The pastor spoke discreetly of this ragged man,
“He doesn’t fit our strategy plan.”
Brother Rupert said, “Don’t you see?
He laughs too loud and sings off key!”
Clara was concerned about relations and such.
She said, “He plays with the children too much!”
Jed, the chairman of ministry troops,
said, “None of our leaders want him in their groups!”
But the ragged man went on his way,
serving the church on the hill by the bay.
Scrubbing the toilets and cleaning the floors—
these were the ragged man’s ministry chores.
On Sunday they dreaded his unsightly appearance
and prayed that he wouldn’t cause strange interference.
They said, “Our church has stood too long
to be tainted by him and his curious song.
This man’s a menace to this congregation!
He’ll tarnish our image and fine reputation.”
They were tired of this ragged man’s presence inside,
and they locked all the doors so he wouldn’t reside.
A wicked northern blew a blizzard their way
as the members sang hymns in the church by the bay.
They sang to drown out his normal arrival,
as the blizzard threatened the man’s mere survival.
As the church members sang, their voices grew stronger,
each heavenly note was held longer and longer.
The winds blew that storm to the bay like no other
and covered the corpse of that unwanted brother.
The storm passed and they went on their way,
the members of the church on the hill by the bay.

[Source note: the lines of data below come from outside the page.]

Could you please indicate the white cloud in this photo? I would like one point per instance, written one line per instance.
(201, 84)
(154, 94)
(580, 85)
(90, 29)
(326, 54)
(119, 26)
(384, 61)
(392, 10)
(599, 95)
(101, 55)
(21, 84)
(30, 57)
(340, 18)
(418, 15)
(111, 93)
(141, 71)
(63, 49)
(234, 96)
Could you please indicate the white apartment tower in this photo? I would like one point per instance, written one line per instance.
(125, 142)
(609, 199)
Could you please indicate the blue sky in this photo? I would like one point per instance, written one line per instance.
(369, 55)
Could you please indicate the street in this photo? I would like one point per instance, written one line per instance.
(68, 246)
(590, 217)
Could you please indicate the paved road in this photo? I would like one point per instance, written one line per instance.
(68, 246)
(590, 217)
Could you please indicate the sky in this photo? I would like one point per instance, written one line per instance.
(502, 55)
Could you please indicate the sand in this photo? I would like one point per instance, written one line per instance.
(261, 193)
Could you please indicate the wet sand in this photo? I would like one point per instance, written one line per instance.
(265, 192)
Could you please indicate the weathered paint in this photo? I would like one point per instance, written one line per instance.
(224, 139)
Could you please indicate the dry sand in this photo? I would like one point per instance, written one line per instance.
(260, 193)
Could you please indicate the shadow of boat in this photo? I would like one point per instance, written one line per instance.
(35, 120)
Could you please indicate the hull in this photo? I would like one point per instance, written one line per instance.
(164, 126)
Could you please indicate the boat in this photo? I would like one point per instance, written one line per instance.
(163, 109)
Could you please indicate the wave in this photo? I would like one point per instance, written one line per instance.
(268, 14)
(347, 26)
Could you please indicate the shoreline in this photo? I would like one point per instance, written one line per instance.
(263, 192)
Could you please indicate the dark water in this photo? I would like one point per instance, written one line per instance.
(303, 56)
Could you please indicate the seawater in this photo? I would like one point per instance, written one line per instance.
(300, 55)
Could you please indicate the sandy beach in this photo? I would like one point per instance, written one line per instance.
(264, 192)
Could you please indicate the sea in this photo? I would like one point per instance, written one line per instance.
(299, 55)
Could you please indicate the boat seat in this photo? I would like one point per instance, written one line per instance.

They didn’t see the heap of snow
nor the ragged man buried below.
Yet beneath his old gloves buried deep in the snow
were the wounded hands pierced by nails long ago.
If they had looked closer at this man with no bed,
they’d have seen thorn-driven scars on the brow of his head.
And if they had embraced him, they surely would have cried,
for they would have felt the sacred wounds on his back and his side.
And if they had sought to know this man so odd—
they would have met face-to-face—Holy—Omnipotent—God.